L’appartement de Mamina m’accueille comme un mausolée figé. Tout est resté à sa place : les napperons brodés posés avec minutie sur les accoudoirs du canapé, la lampe au pied bancal qu’elle refusait de jeter, les portraits jaunis qui nous regardent comme s’ils attendaient qu’on reprenne la conversation. L’odeur est toujours là — cire, naphtaline, thé noir et poussière d’un autre siècle. Même son lit, trop grand, trop vide, garde les plis d’un dernier sommeil. Elle n’est plus là. Mais elle est partout.
Sasha m’attendait sur le palier. Seize ans. Déjà. Il a grandi trop vite, comme si le deuil l’avait étiré de l’intérieur. Un mètre quatre-vingts, déjà des épaules larges, le torse tendu sous un vieux sweat trop court. Le visage encore juvénile, mais les traits plus durs, marqués. Il a ce silence dans le regard, ce genre de silence qui vient quand on comprend trop tôt que personne ne viendra nous sauver.
Il m’a serrée fort. Trop fort. Comme si j’étais une bouée, pas une sœur. Comme si mes bras pouvaient encore faire rempart contre tout.
Je suis devenue sa mère ce jour-là. Sans le dire. Sans qu’il le demande. Il n’est plus un enfant. Pas encore un homme. Et moi… je suis censée être celle qui veille.
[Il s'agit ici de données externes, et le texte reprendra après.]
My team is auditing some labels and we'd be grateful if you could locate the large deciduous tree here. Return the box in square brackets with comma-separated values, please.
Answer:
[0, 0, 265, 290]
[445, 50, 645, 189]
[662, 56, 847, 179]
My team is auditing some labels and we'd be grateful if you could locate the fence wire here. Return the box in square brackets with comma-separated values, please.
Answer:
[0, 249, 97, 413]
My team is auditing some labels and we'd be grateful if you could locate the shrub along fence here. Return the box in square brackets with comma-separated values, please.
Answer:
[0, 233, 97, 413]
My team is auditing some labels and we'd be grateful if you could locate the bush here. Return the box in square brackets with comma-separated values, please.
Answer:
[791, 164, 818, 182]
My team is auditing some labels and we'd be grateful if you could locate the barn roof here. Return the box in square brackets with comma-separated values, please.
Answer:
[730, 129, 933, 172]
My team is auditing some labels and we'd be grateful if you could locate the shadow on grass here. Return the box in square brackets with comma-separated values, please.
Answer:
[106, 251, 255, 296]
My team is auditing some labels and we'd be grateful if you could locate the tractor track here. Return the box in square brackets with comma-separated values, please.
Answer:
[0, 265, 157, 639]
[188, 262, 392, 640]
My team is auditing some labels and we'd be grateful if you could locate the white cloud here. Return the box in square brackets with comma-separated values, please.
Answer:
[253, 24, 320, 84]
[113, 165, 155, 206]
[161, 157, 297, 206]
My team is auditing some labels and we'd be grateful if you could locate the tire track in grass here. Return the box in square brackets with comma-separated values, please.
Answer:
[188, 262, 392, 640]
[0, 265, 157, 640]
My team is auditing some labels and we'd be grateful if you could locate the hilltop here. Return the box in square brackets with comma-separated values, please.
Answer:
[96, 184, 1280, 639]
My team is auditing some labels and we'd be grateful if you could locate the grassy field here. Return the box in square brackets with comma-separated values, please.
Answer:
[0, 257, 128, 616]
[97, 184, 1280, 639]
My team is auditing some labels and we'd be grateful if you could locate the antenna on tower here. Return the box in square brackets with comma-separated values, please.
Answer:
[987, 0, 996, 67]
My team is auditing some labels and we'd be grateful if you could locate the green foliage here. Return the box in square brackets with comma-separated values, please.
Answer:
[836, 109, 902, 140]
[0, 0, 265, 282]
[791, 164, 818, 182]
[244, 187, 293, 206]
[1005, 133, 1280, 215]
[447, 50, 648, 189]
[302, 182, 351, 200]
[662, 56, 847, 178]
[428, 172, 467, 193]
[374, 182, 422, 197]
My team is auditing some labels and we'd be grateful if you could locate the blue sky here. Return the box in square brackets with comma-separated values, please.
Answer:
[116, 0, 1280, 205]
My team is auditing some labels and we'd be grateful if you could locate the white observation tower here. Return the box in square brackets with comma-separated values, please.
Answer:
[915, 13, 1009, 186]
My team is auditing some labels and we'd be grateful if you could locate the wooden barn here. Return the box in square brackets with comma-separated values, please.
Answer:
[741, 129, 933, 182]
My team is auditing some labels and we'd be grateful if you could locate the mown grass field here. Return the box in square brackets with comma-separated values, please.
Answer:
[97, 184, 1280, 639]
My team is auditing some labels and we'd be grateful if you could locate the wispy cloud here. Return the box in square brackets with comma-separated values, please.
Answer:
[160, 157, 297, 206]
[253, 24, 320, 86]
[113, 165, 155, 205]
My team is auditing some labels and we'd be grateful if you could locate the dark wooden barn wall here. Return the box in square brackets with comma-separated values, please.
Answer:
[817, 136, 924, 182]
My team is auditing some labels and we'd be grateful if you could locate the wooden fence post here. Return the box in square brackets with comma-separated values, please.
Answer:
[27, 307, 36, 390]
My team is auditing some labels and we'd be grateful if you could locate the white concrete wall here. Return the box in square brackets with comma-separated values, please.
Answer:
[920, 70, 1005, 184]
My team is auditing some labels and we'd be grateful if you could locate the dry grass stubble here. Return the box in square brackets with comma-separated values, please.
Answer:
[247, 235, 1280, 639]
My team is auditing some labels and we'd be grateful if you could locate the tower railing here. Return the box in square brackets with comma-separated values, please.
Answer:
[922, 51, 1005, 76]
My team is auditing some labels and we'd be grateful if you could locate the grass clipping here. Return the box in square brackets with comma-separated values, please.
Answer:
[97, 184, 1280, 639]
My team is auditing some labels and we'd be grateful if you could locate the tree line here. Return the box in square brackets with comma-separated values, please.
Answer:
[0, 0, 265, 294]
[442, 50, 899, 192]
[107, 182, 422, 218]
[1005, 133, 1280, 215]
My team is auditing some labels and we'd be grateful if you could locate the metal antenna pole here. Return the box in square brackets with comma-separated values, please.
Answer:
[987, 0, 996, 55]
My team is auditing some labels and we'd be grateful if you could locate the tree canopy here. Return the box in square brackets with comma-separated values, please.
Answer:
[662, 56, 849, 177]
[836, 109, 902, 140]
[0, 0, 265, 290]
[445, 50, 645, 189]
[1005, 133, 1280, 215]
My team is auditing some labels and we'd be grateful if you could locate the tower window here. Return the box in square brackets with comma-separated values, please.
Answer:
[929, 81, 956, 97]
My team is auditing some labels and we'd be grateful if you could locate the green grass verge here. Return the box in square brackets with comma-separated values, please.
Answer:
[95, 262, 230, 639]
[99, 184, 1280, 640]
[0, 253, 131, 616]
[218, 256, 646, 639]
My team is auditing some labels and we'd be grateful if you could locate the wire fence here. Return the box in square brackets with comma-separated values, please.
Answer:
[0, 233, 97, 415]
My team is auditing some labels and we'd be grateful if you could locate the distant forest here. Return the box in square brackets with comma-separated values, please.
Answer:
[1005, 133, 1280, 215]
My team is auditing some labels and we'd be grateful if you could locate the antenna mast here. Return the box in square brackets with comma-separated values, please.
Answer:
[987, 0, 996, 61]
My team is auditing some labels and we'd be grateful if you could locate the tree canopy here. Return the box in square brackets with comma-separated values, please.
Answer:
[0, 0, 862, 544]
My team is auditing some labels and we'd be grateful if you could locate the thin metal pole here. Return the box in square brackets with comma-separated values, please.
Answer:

Je cuisine. Je nettoie. Je m’accroche à une routine de survie. Le matin, je réveille Sasha, je prépare son petit-déjeuner, je le pousse à réviser. Ensuite, je descends travailler à l’épicerie du coin, rue Illinska — un commerce minuscule tenu par une femme aigrie mais gentille, au cœur caché sous les couches de sarcasmes. Le soir, après le dîner et les devoirs, j’enchaîne avec le nettoyage de bureaux. Heureusement, la société qui m’emploie ne m’envoie pas trop loin.
Je suis épuisée. Mais cette ville, même si elle me broie parfois, je l’aime.
Dans le froid, elle devient magique. Les réverbères allument une lueur dorée dans les congères, les tramways grincent comme des bêtes anciennes, les fenêtres s’illuminent une à une, laissant deviner des fragments d’intimité. C’est une ville qui garde ses secrets, une ville qui ne pardonne pas facilement, mais qui sait, parfois, vous serrer doucement contre son cœur gelé.
Et moi, je suis là. À Kiev. Chez Mamina. Avec Sasha. Et cette étrange impression, certains soirs, dans le silence tiède de la cuisine : je suis une intruse dans ma propre vie.
Cette routine dans laquelle nous nous sommes installés — ou plutôt enterrés — m’étouffe.
Les jours se répètent comme des chapelets vides. Les gestes sont mécaniques, les pensées rongées par l’attente, l’absence, le manque.
Je n’ai plus de vie. Plus de désir tourné vers l’extérieur. Juste des souvenirs, des envies qui rampent sous la peau, et cette frustration lancinante qui me serre entre les cuisses.
Ma vie sexuelle ? Un désert. Un néant. Une succession de nuits blêmes, peuplées seulement par ma main, mes soupirs, et les images floues que je convoque les yeux fermés.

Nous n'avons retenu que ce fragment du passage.